Le premier consisterait à noyer les dettes actuelles des principaux pays occidentaux qui en ont accumulé bien au-delà de tout ce qui est raisonnable et, en tout cas, bien au-delà de ce qu’ils peuvent rembourser : une inflation galopante suffisamment longtemps permet de rembourser avec de la monnaie de singe des dettes devenues effectivement insupportables.
Le second, plus vicieux mais pas moins pratique pour les gouvernements et les banques centrales, consiste à pousser plus ou moins violemment les populations concernées vers une numérisation complète des moyens de paiement et une centralisation pointue et même définitive de ceux-ci.

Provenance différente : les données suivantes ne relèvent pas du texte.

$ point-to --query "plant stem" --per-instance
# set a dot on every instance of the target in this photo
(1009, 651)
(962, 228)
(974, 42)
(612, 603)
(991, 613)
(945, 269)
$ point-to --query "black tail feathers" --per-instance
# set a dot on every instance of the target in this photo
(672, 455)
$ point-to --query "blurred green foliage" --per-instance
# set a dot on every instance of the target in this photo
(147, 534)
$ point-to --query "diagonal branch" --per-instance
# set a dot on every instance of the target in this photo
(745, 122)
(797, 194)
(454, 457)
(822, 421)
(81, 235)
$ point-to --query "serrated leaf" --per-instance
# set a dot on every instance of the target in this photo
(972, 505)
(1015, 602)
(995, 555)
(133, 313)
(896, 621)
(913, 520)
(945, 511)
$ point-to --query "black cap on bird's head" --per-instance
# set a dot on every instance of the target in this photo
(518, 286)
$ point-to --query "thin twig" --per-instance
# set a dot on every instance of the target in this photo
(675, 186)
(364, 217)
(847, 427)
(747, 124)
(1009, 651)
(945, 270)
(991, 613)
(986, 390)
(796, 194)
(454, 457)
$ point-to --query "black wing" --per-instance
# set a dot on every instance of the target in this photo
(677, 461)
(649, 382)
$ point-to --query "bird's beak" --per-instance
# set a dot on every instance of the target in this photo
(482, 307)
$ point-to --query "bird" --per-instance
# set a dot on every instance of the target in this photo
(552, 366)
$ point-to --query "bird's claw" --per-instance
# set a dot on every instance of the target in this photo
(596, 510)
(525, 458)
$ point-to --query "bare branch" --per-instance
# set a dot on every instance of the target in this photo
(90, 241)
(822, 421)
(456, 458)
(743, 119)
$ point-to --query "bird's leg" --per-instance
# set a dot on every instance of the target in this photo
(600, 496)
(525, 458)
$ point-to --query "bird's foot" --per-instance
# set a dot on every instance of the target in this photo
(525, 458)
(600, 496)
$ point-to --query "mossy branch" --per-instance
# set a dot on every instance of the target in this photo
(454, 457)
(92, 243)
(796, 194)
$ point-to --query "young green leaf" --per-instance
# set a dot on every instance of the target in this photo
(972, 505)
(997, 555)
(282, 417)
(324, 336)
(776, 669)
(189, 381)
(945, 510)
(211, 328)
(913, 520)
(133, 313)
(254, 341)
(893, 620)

Prétextant la lutte contre l’inflation qui, dans les faits, détruit complètement le pouvoir d’achat de tous ceux qui ne tètent pas directement aux robinets des banques centrales, on peut aisément imposer la mise en place de monnaies numériques entièrement émises, pistées et suivies par les banques centrales, sobrement baptisées « monnaies numériques de banques centrales » (CBDC ). En lieu et place d’un compte dans des banques de dépôt, chaque citoyen se voit attitré un compte directement à la banque centrale de la zone monétaire dont il dépend (à la Banque centrale européenne pour les citoyens européens, typiquement, ou à la Fed pour les Américains), compte qui, entièrement numérique, est entièrement à la merci de ces institutions dont, on le rappellera, aucun des responsables n’a jamais été élu par le peuple.

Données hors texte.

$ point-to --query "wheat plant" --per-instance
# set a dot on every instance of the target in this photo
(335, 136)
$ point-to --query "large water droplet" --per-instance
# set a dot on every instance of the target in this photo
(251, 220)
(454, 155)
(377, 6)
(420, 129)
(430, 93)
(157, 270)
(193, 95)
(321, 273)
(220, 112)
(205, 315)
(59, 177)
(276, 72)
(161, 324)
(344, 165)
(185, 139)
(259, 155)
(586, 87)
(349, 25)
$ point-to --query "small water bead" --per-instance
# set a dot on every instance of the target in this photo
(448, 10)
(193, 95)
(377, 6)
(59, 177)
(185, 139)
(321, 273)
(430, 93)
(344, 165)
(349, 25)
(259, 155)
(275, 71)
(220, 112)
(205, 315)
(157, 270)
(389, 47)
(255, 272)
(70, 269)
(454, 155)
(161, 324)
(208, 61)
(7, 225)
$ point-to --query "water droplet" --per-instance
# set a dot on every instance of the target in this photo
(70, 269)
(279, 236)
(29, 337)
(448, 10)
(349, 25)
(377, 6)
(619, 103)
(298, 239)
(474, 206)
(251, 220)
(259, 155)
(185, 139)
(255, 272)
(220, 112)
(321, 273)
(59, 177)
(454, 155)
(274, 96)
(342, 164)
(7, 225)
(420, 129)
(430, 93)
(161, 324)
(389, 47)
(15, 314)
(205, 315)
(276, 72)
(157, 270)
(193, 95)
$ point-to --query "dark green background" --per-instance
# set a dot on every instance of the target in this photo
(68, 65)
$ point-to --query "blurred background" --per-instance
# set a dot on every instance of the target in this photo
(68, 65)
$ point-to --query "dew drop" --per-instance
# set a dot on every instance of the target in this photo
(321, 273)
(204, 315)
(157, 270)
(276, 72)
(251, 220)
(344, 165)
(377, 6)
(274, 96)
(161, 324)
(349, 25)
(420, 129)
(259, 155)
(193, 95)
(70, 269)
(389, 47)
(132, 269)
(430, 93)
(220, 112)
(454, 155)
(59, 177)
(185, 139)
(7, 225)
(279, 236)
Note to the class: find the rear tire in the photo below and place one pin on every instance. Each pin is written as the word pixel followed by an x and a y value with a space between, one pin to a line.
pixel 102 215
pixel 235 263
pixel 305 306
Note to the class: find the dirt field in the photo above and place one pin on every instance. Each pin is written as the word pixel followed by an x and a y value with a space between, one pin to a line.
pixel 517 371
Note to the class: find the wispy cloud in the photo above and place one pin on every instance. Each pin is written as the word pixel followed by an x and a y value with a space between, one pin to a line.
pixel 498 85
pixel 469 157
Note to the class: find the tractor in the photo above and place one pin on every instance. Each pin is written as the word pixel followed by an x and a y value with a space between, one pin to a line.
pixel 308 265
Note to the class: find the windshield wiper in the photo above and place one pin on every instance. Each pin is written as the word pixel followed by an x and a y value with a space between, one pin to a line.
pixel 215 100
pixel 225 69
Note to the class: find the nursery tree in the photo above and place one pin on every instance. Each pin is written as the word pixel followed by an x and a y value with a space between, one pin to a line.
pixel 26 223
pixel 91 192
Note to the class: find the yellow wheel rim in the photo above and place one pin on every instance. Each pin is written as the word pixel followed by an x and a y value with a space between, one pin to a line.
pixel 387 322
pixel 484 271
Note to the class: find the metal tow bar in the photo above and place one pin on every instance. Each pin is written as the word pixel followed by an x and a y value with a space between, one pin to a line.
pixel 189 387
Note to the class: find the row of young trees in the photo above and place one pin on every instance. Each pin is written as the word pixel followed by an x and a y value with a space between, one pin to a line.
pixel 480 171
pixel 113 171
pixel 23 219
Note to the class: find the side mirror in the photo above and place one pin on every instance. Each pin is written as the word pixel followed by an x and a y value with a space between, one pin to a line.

Tout ceci n’est pas un projet en l’air : l’e-dollar est déjà étudié et envisagé voire appelé de leurs vœux par beaucoup qui croient voir en lui un nouveau moyen de réguler qui la finance, qui les méchants fraudeurs et autres escrocs, qui l’évasion fiscale, qui les cryptomonnaies et j’en passe. Pour l’euro numérique, c’est pareil, on sent certains, à la Banque centrale européenne , se pourlécher les babines rien que d’y penser. D’autres banques centrales, et pas des moindres (Bank of England , Bank of China ), ne voudront pas rester hors course…
Pourtant, peu nombreux sont ceux qui rappellent qu’un monde où chaque transaction est scrutée par les États est un monde cauchemardesque où chaque citoyen n’a plus aucune liberté, comme je le mentionnais dans un précédent article .
L’Occident, qui fut longtemps le synonyme de progrès, de capitalisme et de liberté, est en train de perdre rapidement tous ses attributs. Certains de ses dirigeants et une partie du peuple abruti par la propagande délirante de ses médias semblent avoir choisi la sécurité d’un capitalisme de connivence et de surveillance permanente au détriment de tout ce qui a fait sa puissance.